PKB Surabaya Sebut Pemkot Surabaya Layak Raih Peringkat A Indeks Reformasi Birokrasi

Musyafak Rouf,
Musyafak Rouf,

Ketua DPC PKB Kota Surabaya Musyafak Rouf mengapresiasi keberhasilan Pemkot Surabaya yang meraih peringkat A (sangat baik) untuk penilaian Indeks Reformasi Birokrasi. Surabaya bahkan menjadi satu-satunya kota di Indonesia yang meraih predikat tersebut. Menurut Musyafak, Pemkot Surabaya sangat layak meraih predikat tersebut.


Itu tak lepas dari keseriusan Wali Kota Surabaya Eri Cahyadi dalam melakukan reformasi birokrasi, untuk dapat melahirkan layanan terbaik bagi masyarakat. Dimana Eri menerapkan standar penilaian ketat bagi petinggi organisasi perangkat daerah di Kota Pahlawan.

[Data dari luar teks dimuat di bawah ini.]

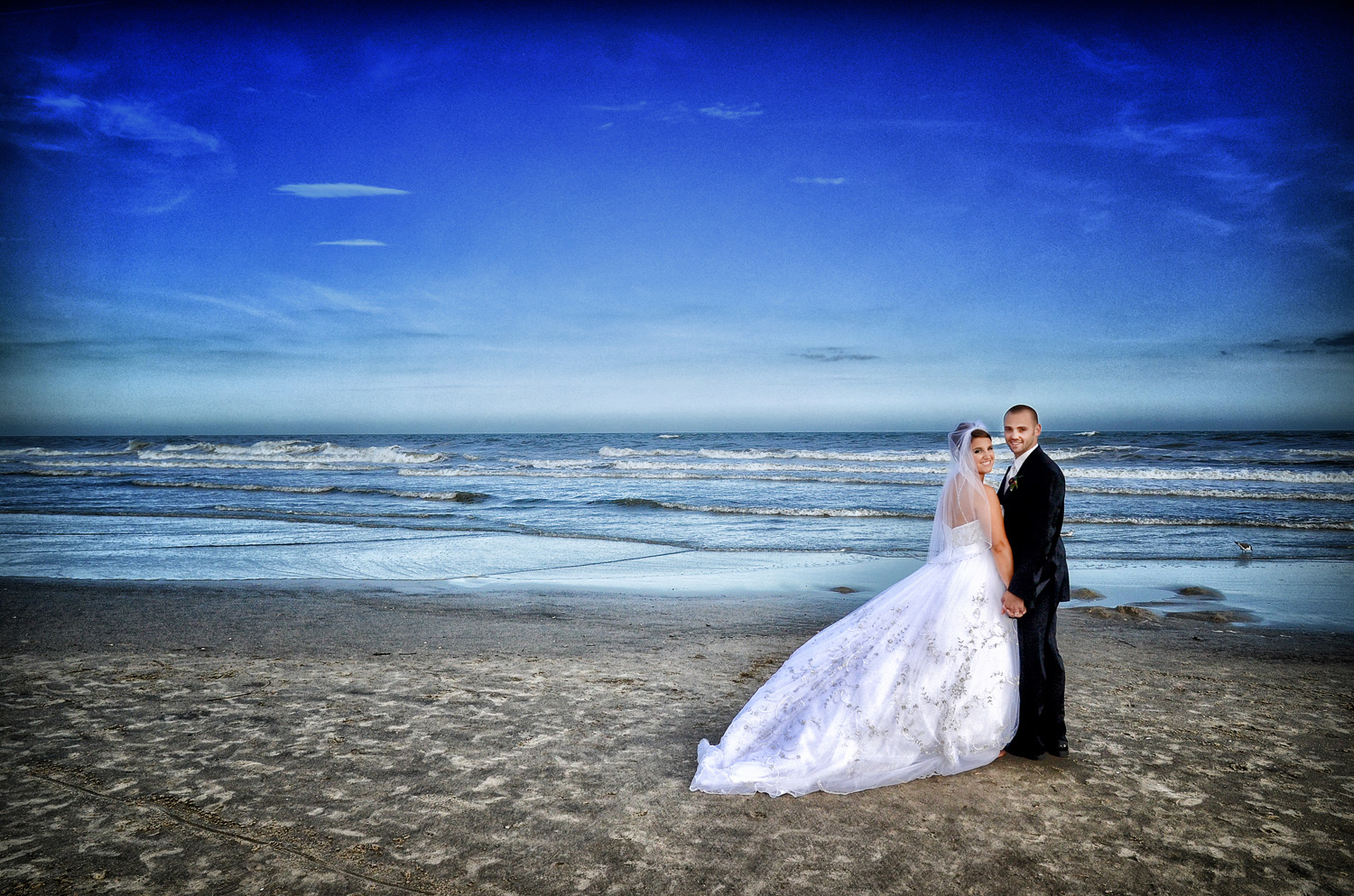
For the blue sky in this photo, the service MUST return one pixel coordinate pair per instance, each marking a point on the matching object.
(224, 221)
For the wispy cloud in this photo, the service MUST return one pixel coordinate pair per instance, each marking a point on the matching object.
(1205, 222)
(168, 205)
(1342, 343)
(836, 355)
(1338, 343)
(623, 107)
(230, 305)
(733, 113)
(338, 191)
(1113, 59)
(303, 294)
(122, 119)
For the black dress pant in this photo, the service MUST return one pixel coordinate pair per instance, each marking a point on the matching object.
(1042, 682)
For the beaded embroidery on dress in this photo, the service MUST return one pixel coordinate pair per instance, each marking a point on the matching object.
(918, 681)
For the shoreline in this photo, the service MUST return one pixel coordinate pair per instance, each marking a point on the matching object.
(1299, 595)
(363, 738)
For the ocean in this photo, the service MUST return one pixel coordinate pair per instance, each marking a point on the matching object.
(108, 508)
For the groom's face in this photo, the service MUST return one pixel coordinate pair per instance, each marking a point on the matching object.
(1021, 432)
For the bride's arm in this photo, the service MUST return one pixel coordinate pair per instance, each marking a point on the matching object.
(1001, 547)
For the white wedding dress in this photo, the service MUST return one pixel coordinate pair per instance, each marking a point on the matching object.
(918, 681)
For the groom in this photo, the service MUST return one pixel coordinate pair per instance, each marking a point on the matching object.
(1032, 505)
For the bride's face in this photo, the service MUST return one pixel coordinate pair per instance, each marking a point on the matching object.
(983, 455)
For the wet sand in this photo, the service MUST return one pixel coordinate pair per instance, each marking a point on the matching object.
(320, 738)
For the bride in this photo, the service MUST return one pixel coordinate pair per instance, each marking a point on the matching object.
(918, 681)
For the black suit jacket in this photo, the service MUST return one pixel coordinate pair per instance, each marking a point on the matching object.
(1032, 505)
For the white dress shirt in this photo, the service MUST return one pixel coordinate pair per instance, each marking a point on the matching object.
(1015, 468)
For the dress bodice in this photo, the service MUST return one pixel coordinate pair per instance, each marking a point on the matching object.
(964, 535)
(963, 541)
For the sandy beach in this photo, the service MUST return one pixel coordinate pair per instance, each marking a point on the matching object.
(325, 738)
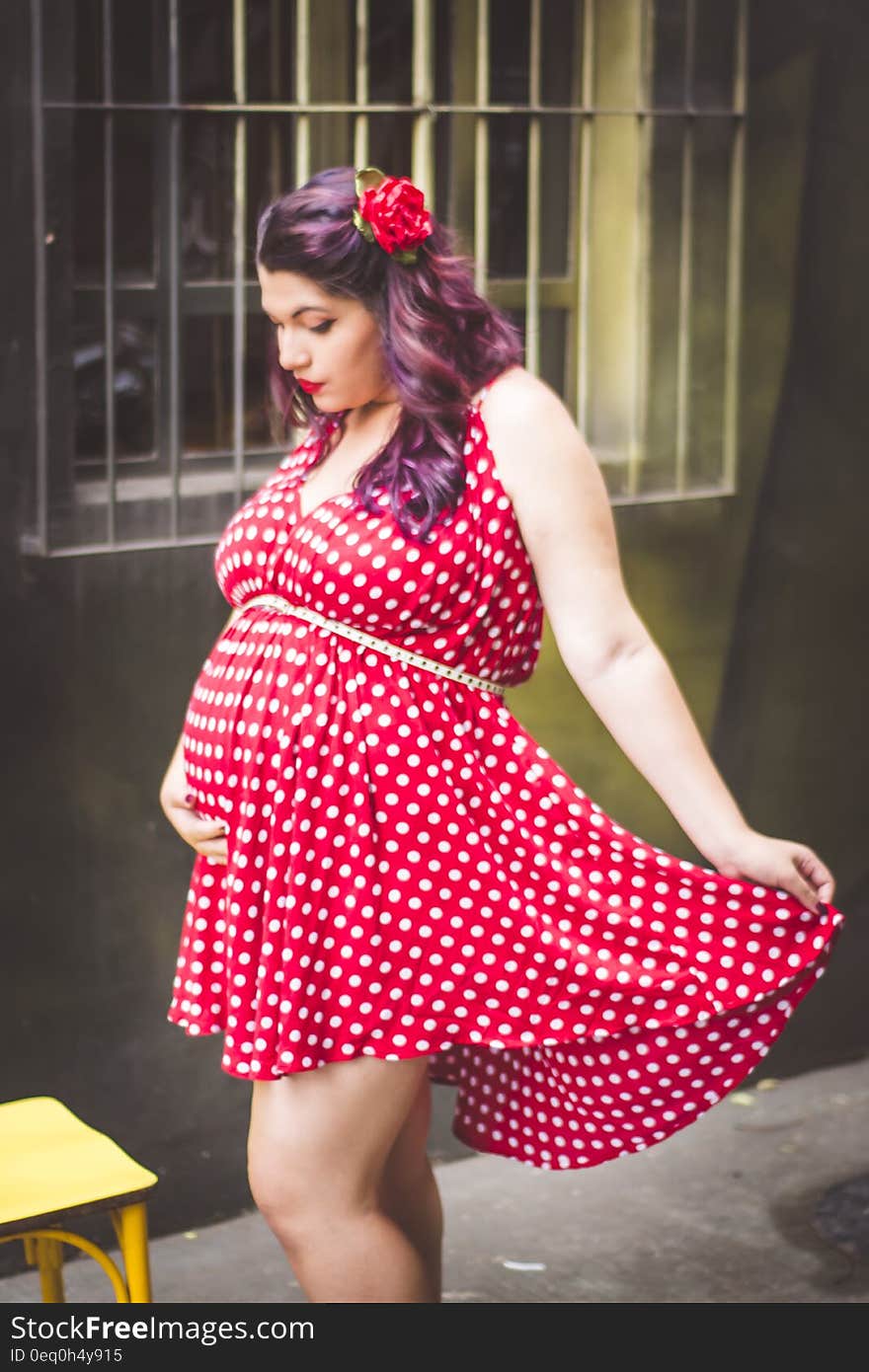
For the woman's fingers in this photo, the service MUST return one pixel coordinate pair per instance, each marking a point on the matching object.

Eri bahkan tak ragu merotasi pimpinan OPD yang dirasa kinerjanya tidak memenuhi kontrak kerja.

"Saya setuju (Surabaya meraih peringkat A) karena sekarang ini bila dirasa tiga bulan kerja (Kepala OPD) gak becus langsung dipindah. Itu bagian daripada koreksi yang harus terus dipertahankan supaya kerja itu efektif," ujarnya Rabu (7/12).

Musyafak mengatakan, Eri Cahyadi sangat mengetahui strategi tepat untuk meningkatkan kinerja pimpinan OPD di lingkup Pemkot Surabaya. Lewat kontrak kerja yang disepakati, Eri bisa langsung mengetahui mana pejabat yang benar-benar bisa bekerja dan tidak. Sehingga tidak ada kesalahan menempatkan seseorang dalam suatu jabatan.

"Pak Eri itu yang tahu kan iki pegawai sing apik (ini pegawai yang bagus). Pimpinan iki sing isok tandang gawe (pimpinan ini yang bisa bekerja). Saya kira sudah bagus lah Pak Eri itu," ujarnya.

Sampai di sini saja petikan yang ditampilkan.